The court was hearing two PILs seeking basic human and fundamental rights for beggars in the Indian capital and to decriminalise begging.
Advocate Kushal Kumar, appearing for the ministry, told the court that a pre-legislative consultation meeting with representatives from states and union territories was recently organised to seek their opinions.
He said the Centre has asked all stakeholders to share their views and suggestions for the eradication of poverty.
Social justice minister Thawar Chand Gehlot had said at a pre-legislative consultation meeting that the Bill "will provide protection, care, support, shelter, training and other services to all persons in destitution".
The approach of the Ministry towards addressing the problem of destitution and beggary was "rehabilitative rather than punitive," he had said.
The Ministry had also then said that the model law was drafted on recommendations from the National Consultation Meetings held with state representatives and experts in the field of beggary.
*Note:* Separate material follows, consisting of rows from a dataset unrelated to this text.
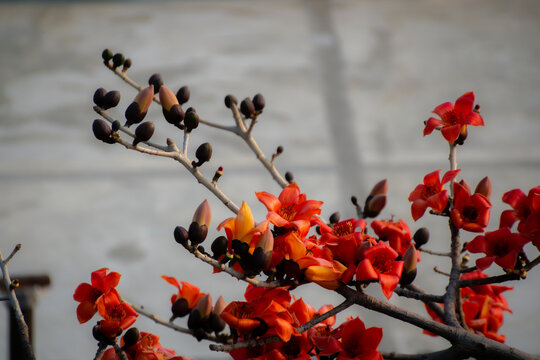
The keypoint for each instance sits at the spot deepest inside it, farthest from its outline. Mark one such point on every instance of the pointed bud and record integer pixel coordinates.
(143, 132)
(374, 206)
(203, 154)
(484, 187)
(102, 131)
(259, 102)
(156, 80)
(421, 237)
(203, 214)
(181, 235)
(465, 184)
(381, 188)
(107, 55)
(99, 97)
(230, 100)
(118, 60)
(183, 95)
(167, 98)
(410, 259)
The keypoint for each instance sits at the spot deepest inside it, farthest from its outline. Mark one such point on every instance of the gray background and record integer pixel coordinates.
(348, 85)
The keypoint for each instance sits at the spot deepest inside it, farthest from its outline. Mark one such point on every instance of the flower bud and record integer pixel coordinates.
(143, 132)
(374, 205)
(259, 102)
(102, 131)
(181, 235)
(247, 108)
(381, 188)
(156, 80)
(183, 95)
(191, 119)
(219, 246)
(421, 237)
(484, 187)
(99, 97)
(203, 154)
(410, 259)
(131, 336)
(230, 100)
(118, 60)
(111, 99)
(180, 308)
(107, 55)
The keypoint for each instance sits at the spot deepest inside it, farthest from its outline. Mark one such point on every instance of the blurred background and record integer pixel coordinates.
(348, 85)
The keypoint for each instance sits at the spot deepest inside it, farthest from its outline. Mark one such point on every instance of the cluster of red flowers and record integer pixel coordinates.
(102, 297)
(483, 307)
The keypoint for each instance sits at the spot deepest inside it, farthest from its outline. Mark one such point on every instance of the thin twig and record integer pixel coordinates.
(272, 339)
(21, 324)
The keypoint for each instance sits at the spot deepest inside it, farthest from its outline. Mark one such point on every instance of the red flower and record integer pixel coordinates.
(470, 213)
(454, 118)
(358, 342)
(501, 246)
(397, 233)
(88, 294)
(380, 264)
(291, 209)
(117, 314)
(431, 193)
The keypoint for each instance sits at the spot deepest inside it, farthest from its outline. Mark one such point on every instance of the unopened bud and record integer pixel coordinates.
(381, 188)
(156, 80)
(230, 100)
(484, 187)
(143, 132)
(183, 95)
(203, 154)
(421, 237)
(259, 102)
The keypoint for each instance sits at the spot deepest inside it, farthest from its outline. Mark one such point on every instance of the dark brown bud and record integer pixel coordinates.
(289, 177)
(118, 60)
(156, 80)
(102, 131)
(107, 55)
(219, 246)
(247, 108)
(131, 336)
(203, 154)
(133, 114)
(421, 237)
(230, 100)
(259, 102)
(112, 98)
(143, 132)
(181, 235)
(127, 65)
(334, 218)
(191, 120)
(183, 95)
(180, 308)
(99, 97)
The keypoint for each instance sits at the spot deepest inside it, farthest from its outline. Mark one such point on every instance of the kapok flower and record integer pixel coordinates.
(290, 209)
(470, 212)
(88, 294)
(380, 264)
(500, 246)
(454, 118)
(431, 193)
(117, 315)
(397, 233)
(358, 342)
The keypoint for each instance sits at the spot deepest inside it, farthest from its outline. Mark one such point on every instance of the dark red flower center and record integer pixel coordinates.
(287, 212)
(470, 213)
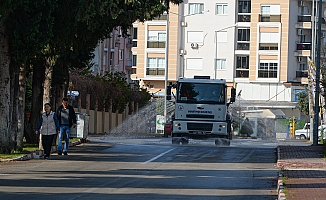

Currently, there is no central law on begging and destitution and most states have adopted the Bombay Prevention of Begging Act, 1959, which criminalises begging or have modelled their laws on that basis. The two petitions have challenged the Bombay Prevention of Begging Act.
The bench today asked the ministry to furnish a copy of the draft bill to the petitioners, Harsh Mandar and Karnika Sawhney, who have in their pleas also sought basic amenities like proper food and medical facilities at all beggars' homes in the city.
Their pleas were first filed in the Supreme Court of India from where they were transferred to Delhi High Court.
The high court in October last year was told that Delhi Police was assisting the AAP government in removing beggars from tourist spots, traffic intersections and religious places here.